Balsall Common couple raise £1m for stillbirth support

A charity set up as a “coping mechanism” by a couple whose daughter was stillborn has raised over £1million in ten years.

The Lily Mae Foundation was started a decade ago by Amy and Ryan Jackson from Balsall Common.

It has since supported many thousands of grieving families across the West Midlands and Northern Ireland.

“We only set out to raise £10,000 and ten years later we’ve raised over £1m. It’s flabbergasting,” said Mr Jackson.

Lily Mae was delivered stillborn on 5 February 2010 at Solihull Hospital.

“We started raising money straight away for national charity Sands,” said Mr Jackson. “But it was very difficult to get money directed to the sort of areas we wanted it to go.”

The couple drew on their own trauma to tailor support to local families and the foundation became a registered charity two years later.

“It’s such a unique grief. It flips the natural order of things,” said Mr Jackson.

“(Families) just want to speak to somebody and be in the company of someone who has experienced something similar to them.”

Over ten years the charity has given around 8,000 memory boxes – which contain items such as teddies and fingerprint kits – to parents and hospitals in Birmingham, the Black Country, Shropshire, Coventry, Warwickshire and Northern Ireland.

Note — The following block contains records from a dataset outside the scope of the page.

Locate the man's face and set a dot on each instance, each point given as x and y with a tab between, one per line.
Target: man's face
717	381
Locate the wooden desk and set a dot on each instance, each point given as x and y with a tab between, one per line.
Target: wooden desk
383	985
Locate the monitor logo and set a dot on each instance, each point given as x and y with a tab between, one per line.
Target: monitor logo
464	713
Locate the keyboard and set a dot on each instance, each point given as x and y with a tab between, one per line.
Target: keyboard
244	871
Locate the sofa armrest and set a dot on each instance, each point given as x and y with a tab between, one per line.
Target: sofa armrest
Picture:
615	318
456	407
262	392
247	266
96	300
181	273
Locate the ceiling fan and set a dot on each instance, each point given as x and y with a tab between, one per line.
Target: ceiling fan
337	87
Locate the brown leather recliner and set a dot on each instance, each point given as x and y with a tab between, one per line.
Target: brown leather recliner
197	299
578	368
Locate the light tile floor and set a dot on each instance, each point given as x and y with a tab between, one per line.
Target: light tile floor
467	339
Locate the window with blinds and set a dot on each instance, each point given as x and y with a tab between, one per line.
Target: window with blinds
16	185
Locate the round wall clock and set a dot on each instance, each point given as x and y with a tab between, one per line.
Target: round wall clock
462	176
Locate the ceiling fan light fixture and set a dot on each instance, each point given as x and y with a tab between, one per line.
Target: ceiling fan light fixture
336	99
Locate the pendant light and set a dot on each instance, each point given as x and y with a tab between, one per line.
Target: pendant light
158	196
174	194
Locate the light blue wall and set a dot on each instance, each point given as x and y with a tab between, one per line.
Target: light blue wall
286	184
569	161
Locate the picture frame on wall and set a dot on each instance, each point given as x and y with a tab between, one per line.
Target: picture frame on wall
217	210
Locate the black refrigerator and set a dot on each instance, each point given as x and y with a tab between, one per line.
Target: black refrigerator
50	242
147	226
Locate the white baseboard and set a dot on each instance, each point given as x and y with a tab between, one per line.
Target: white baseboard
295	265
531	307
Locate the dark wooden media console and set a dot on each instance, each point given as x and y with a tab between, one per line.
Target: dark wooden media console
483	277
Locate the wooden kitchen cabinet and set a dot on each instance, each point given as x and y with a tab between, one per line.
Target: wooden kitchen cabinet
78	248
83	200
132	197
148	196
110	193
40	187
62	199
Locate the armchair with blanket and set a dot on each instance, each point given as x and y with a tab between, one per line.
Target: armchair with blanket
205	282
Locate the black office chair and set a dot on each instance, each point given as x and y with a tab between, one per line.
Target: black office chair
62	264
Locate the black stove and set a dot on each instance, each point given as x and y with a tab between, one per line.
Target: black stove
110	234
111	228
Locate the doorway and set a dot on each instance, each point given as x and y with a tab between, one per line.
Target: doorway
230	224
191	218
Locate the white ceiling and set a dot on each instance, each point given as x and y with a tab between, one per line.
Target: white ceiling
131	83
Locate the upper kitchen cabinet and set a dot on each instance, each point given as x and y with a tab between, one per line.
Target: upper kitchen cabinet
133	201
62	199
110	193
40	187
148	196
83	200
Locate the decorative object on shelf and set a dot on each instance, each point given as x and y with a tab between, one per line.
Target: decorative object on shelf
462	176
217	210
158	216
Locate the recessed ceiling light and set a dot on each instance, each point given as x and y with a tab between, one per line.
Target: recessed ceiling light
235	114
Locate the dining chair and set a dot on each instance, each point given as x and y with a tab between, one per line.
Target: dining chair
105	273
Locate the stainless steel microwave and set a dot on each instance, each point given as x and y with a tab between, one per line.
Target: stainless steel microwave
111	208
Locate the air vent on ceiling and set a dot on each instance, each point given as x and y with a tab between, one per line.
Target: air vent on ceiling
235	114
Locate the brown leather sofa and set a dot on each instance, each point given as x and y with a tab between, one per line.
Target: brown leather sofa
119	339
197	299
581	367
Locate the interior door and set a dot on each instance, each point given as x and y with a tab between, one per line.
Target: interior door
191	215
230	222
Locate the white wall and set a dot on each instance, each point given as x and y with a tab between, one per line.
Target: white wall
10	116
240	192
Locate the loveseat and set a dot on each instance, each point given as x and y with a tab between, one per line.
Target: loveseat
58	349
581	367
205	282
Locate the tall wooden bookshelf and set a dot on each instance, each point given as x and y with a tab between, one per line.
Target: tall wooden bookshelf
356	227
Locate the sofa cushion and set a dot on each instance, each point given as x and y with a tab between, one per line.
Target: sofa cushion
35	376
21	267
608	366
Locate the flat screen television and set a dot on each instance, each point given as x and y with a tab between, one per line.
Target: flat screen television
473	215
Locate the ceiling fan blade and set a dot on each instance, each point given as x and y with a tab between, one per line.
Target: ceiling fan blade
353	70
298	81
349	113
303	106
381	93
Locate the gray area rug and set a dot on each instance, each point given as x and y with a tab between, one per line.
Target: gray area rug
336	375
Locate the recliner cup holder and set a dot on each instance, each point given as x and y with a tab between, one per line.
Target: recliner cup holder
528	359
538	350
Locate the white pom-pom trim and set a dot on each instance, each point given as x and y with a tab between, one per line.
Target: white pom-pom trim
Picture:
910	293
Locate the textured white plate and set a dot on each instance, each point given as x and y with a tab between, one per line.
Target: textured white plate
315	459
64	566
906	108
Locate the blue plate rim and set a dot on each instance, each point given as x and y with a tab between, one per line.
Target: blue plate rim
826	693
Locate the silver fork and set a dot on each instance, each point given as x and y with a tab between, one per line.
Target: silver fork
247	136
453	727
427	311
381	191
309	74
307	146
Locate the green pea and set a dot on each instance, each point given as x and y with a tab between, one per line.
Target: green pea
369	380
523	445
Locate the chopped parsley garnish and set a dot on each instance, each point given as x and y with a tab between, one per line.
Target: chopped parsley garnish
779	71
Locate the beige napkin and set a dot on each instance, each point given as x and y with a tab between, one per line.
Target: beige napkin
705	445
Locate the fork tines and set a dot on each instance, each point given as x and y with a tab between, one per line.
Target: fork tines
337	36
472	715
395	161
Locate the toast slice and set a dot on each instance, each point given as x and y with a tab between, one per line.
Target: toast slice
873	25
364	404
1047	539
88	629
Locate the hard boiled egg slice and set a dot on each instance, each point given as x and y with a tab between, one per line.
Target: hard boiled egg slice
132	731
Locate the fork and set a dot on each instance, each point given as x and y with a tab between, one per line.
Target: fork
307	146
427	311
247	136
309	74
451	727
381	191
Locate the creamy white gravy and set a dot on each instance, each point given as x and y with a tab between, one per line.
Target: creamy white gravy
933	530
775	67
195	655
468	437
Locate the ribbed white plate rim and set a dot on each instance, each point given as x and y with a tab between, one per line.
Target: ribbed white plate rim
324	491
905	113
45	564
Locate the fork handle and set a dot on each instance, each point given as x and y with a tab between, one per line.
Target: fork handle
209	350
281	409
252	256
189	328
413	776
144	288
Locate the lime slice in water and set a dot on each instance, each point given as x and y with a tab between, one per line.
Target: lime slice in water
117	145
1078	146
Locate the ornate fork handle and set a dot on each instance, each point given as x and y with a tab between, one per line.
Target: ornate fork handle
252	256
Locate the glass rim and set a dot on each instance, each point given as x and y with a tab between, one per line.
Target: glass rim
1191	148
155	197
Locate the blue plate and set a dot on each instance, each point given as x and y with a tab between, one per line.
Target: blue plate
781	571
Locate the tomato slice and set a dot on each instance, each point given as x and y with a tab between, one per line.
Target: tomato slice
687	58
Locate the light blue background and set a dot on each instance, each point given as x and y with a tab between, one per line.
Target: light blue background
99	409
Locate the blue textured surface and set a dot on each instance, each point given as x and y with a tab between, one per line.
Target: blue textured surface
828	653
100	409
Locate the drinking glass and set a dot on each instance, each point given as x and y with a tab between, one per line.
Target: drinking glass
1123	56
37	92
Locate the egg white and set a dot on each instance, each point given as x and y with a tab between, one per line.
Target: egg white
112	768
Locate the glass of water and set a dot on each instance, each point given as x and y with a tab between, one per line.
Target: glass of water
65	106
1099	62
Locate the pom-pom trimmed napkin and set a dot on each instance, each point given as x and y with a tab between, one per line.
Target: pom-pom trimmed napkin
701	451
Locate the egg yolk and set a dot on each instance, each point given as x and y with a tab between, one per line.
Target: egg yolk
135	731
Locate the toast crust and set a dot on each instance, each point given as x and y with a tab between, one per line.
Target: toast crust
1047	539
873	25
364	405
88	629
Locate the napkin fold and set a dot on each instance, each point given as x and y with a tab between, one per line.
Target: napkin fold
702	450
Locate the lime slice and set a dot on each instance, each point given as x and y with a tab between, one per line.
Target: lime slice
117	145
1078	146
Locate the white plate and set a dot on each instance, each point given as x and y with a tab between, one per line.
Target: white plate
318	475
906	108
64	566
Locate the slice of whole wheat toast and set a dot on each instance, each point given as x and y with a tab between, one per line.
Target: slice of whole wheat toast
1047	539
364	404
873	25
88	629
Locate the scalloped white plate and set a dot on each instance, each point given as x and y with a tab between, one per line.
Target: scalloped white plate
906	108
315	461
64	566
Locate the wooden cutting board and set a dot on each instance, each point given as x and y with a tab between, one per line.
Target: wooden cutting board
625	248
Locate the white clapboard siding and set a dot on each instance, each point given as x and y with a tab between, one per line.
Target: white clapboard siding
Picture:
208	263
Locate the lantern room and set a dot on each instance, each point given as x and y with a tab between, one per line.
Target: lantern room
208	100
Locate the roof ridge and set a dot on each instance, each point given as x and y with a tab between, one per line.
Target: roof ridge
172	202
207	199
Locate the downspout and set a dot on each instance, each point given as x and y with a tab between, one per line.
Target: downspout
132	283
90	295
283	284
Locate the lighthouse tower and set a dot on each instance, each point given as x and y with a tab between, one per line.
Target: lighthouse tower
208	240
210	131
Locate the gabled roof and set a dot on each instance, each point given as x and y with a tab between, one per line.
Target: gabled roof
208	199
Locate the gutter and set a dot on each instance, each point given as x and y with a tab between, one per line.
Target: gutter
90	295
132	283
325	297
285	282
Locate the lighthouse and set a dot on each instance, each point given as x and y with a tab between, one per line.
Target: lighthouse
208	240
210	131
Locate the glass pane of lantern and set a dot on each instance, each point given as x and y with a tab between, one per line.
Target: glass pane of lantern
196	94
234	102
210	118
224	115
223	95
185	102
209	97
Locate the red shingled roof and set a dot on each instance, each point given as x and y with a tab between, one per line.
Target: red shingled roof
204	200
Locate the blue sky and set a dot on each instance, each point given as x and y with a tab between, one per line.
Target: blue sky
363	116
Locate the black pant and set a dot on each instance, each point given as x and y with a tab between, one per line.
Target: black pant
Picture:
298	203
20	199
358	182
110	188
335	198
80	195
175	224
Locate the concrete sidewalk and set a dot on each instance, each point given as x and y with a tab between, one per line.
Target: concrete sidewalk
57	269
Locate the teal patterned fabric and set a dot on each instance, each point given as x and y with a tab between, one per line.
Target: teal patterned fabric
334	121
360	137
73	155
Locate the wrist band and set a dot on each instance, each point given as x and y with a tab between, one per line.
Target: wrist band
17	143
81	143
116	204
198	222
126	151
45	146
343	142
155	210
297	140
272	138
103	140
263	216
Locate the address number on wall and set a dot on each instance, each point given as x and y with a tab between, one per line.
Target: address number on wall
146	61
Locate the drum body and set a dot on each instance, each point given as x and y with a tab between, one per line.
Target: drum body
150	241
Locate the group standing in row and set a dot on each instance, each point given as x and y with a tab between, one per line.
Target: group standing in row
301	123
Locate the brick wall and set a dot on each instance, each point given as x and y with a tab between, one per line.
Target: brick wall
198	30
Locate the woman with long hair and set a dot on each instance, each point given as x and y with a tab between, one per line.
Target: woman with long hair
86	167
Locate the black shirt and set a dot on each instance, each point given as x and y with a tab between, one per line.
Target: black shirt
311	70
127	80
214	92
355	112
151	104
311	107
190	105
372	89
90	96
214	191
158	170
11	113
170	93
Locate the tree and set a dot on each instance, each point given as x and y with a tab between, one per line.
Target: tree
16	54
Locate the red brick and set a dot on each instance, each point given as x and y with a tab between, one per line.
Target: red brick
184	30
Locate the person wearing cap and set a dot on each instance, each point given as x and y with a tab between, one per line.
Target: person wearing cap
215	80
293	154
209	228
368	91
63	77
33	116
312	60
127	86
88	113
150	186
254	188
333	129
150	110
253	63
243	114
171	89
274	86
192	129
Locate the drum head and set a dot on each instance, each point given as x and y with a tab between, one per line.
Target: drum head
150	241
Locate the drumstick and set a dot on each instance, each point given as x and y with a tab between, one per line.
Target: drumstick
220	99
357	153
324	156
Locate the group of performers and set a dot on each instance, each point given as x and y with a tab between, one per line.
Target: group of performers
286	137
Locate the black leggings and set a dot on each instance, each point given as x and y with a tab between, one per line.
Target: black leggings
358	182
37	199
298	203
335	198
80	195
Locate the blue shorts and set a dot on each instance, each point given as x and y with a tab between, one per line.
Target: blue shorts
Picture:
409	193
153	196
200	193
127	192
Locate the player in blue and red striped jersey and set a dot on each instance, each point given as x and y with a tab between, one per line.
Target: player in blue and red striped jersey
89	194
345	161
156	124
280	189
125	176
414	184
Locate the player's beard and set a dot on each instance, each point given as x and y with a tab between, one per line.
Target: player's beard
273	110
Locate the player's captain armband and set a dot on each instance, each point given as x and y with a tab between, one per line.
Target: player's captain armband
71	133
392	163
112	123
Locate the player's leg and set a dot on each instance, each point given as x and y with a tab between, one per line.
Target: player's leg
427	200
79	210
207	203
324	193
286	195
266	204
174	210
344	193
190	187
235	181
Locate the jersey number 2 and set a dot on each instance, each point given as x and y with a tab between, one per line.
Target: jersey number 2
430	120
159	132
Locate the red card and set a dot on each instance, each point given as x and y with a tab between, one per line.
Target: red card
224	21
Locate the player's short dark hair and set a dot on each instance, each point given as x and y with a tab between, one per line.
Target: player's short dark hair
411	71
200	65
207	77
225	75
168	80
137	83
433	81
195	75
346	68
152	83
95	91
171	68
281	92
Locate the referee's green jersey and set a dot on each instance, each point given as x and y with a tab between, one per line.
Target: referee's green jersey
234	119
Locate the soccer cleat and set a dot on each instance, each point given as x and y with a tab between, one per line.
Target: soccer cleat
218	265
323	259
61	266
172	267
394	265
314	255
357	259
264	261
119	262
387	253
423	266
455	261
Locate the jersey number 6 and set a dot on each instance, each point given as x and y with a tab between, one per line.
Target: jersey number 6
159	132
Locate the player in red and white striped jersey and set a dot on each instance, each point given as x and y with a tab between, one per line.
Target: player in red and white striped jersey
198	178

Links were forged with Royal Victoria Hospital, Belfast and Daisy Hill Hospital, Newry, after a woman from Northern Ireland received one of the foundation’s memory boxes when she gave birth to a stillborn baby in Birmingham’s Heartlands Hospital following a visit to the NEC.

The foundation offers free one-on-one support to grieving parents, trains midwives and arranges meet-up groups for bereaved dads, granddads, and mothers expecting a “rainbow baby”.

Mr Jackson hopes to expand the charity nationwide, but is now focused on events to mark Lily Mae’s tenth birthday, including a white-collar boxing event and a series of physical challenge events for fathers.

“It’s 10 events, with 10 dads, over 10 days,” said Mr Jackson. “We’re trying to focus on men’s mental health and how baby loss affects men.

“Men grieve baby loss differently but no less acutely than women,” he added.

Ryan and Amy Jackson are also parents to Alfie, 13, Freddie, 8, Ivy, 5 and Bobby Mae, 2.